His name was Thomas Nicely, and he was doing something gloriously impractical: summing the reciprocals of the twin primes, chasing more digits of an obscure quantity called Brun's constant. To grind through the arithmetic he'd wired together a little farm of PCs, and that summer he added a shiny new box built around Intel's brand-new Pentium — 3.1 million transistors of state-of-the-art silicon, the chip about to make Intel a household name.
Almost immediately, his numbers stopped reconciling. Not by much. A tiny disagreement, buried deep in the decimals, between the new Pentium machine and every other computer in his farm.
Here is the part worth slowing down for, because it is the whole point of this essay compressed into one man's behavior. Nicely did not announce that Intel's flagship processor was broken. He assumed he was. He suspected his own code first. Then his compiler. Then the motherboard chipset. Then some loose interaction between math libraries. For four months he interrogated everything under his own control, clearing himself as a suspect one possibility at a time.
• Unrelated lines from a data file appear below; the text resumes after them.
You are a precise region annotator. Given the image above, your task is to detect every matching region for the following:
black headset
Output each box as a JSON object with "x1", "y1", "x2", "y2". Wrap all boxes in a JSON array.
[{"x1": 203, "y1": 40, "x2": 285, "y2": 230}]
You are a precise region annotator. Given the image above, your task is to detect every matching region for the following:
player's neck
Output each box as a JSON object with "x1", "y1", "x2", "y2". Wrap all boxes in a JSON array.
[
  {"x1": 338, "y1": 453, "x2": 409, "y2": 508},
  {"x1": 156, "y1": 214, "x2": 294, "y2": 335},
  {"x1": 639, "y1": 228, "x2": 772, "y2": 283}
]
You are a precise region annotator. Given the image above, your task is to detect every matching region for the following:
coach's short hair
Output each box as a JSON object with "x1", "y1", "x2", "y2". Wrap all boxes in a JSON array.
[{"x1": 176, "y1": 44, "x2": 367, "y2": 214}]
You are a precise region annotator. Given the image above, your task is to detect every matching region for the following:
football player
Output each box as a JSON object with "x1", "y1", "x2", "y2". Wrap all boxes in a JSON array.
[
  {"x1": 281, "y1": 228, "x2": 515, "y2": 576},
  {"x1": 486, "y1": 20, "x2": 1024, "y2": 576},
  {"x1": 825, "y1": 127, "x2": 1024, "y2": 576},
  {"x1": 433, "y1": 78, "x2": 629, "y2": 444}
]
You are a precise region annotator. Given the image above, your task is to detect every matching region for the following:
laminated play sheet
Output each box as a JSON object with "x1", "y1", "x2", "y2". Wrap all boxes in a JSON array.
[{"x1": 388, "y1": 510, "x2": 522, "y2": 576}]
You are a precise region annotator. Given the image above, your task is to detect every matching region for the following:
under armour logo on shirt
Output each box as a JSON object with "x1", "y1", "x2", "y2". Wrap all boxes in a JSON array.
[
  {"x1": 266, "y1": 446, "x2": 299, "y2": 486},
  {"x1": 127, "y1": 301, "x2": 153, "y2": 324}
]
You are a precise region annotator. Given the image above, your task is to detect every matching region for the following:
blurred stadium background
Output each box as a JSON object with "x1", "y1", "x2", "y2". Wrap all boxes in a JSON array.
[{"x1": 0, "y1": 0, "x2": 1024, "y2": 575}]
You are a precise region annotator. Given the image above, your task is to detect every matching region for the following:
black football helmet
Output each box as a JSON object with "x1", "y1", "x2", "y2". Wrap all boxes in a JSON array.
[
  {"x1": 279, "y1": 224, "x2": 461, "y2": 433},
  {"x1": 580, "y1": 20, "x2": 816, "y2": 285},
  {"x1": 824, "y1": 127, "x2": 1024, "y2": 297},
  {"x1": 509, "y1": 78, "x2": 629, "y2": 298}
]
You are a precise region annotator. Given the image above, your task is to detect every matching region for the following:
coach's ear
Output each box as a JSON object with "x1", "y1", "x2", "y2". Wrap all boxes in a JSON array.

Only on October 19, after every other culprit had a watertight alibi, did he let himself reach the conclusion he'd been resisting: the silicon itself could not divide correctly.
The failing case was almost insultingly small. Ask an early Pentium to compute 4195835 ÷ 3145727 and it answered about 1.33373 — wrong in the fifth significant figure; the true value sits closer to 1.33382. The root cause, uncovered later, was a handful of missing entries in a lookup table buried in the division circuitry. Five blank cells in a grid. That was all it took to make a three-million-transistor marvel quietly lie to you about arithmetic.
On October 24, Nicely reported it to Intel. And here the confident half of the world steps to the microphone.
Intel's public posture was a masterpiece of calm. The flaw, they explained, was statistically negligible — an average user might stumble into it perhaps once every 27,000 years. Fluent. Authoritative. Backed by a trillion-dollar brand and a building full of PhDs. It sounded like the end of the conversation, and for a few weeks it very nearly was.
The trouble is that "rare for an average user" is not the same sentence as "safe" — and the people running the workloads that actually hammered the divider, the Nicelys of the world, were not average users. IBM ran its own numbers, concluded the bug could surface for real workloads as often as every 24 days, and did the unthinkable to its biggest supplier: it halted shipments of Pentium PCs.
The confident framing collapsed in real time. On December 20, Intel offered to replace every affected chip. In January it swallowed a pre-tax charge of $475 million — north of $890 million in today's money — for what became the first full recall of a computer chip in history.
A man counting gaps between prime numbers, with no authority and no platform, was right. The most confident company on Earth was wrong. And it nearly closed the case on the strength of a number that merely sounded final.
Because the dynamic in it is older than the machines — and we just built an engine that mass-produces the dangerous half.
Look at the two characters again. One is an expert and therefore doubts himself first, methodically, before he'll accuse anyone else. The other sounds like an expert — calm, fluent, credentialed — and is confidently, expensively wrong. That split has always existed. What's changed in the last two years is that we handed everyone a tool that manufactures the second character's voice for free, in nine seconds, on any topic.
You've felt the result. The colleague who couldn't define a vector embedding eight months ago now holds court on "the agentic stack" with the serenity of a man who has never once been wrong. Meanwhile the actual systems engineer in the room — the one who has shipped this stuff, broken it, and stayed up until 3 a.m. fixing it — says "well, it depends," and gets talked over.
This isn't a vibe. It's a measurable inversion: the people who understand the least have never been more sure of themselves, and the people who understand the most have started to hedge. Once you see the mechanism, you can't unsee it.
Almost everyone frames this as a confidence problem — as if some people simply got cockier. That's downstream. The real event is the collapse of a signal we'd all been quietly relying on for our entire professional lives.
For as long as knowledge work has existed, we used a cheap proxy to rank competence: fluency. Vocabulary, structure, command of jargon, the confident sentence that lands its point. These were never proof of expertise — but they were decent correlates, because producing expert-sounding output used to require expertise. You couldn't write a crisp paragraph on power-supply derating or a clean timing diagram unless you'd done the work. The cost of sounding smart was being smart.
That cost just went to zero.
When anyone can generate a fluent, structured, jargon-perfect artifact in seconds, fluency stops carrying information. The skimmer's output and the expert's output now look identical on the page. And because we never consciously knew we were using fluency as a proxy, nobody noticed the proxy break. We just kept trusting the surface — except the surface is now pure noise.
So two things happen at once:
It was real. It just stopped being visible. Those are very different things, and confusing them is the entire trap.
If this were just a barstool theory, you'd be right to ignore it. It isn't. The research lands almost uncomfortably on the nose.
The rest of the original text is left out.